しばらく待ってみましたが、それでも何の返答もなかったので不敬とは思いましたが、顔をおそるおそる上げてみました。
大きく目を見開いて驚いているレイ様の姿が目に入りました。身動きできず固まっていらっしゃるよう。
「レイ様?」
呼び声にハッとしたレイ様はやっと気づいてくださったみたい。
レイ様と目が合うとはにかんだ笑顔で頭を掻く仕草。
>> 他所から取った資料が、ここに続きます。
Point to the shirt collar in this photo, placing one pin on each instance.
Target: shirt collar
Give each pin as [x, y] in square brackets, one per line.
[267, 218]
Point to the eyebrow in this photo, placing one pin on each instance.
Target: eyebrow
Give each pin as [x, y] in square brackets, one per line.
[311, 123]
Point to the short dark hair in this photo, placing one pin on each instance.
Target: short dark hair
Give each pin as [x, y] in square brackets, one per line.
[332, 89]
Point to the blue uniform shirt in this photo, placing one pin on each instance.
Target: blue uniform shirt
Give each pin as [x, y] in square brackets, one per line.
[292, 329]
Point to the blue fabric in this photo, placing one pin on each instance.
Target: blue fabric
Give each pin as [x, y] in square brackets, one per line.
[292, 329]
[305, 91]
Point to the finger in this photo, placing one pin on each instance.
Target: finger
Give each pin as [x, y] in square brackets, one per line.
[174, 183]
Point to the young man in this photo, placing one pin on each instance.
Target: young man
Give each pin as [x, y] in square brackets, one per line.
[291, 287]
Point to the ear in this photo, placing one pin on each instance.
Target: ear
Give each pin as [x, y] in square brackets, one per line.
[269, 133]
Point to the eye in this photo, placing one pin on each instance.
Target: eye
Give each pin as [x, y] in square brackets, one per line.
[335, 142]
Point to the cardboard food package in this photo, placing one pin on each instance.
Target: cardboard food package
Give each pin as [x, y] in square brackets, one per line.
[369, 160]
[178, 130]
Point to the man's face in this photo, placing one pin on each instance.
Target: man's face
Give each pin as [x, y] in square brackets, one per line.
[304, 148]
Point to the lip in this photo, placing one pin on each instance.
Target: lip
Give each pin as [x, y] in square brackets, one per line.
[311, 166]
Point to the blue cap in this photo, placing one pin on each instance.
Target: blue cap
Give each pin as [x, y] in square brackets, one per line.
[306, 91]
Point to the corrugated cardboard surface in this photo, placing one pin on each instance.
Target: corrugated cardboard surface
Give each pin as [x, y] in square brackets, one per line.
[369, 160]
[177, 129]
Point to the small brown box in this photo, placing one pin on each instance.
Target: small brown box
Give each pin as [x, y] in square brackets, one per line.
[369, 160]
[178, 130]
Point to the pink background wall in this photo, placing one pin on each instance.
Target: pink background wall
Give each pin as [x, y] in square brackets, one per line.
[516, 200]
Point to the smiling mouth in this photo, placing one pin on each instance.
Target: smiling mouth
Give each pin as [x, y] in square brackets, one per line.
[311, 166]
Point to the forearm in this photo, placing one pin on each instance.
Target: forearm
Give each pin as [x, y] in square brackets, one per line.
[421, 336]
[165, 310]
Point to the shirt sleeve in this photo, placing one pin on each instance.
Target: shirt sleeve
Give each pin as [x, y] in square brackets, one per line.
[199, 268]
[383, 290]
頬がほんのり紅く感じるのは気のせい?
それにつられて私も面映ゆい気持ちになっていきます。
「ごめん。あまりにもきれいだったから見惚れてしまった」
さらりと放たれた誉め言葉に、今度は私が驚いて声を失いました。
「……」
たぶん、今のは聞き間違いかリップサービスかどちらかなのでしょう。
それかドレスを褒められたのかもしれません。ローズピンクのドレスとお化粧が華やかさを演出してくれていますから。
「ありがとうございます」
せっかく褒めてくださったのですから、そのお気持ちは受け取らなくてはいけませんものね。けれど、自意識過剰になってはいけないわ。
気を引き締めてみるものの、私を見つめる穏やかな眼差しに引き寄せられるように目が離せなくなりました。なんだか、顔が熱くなってきたわ。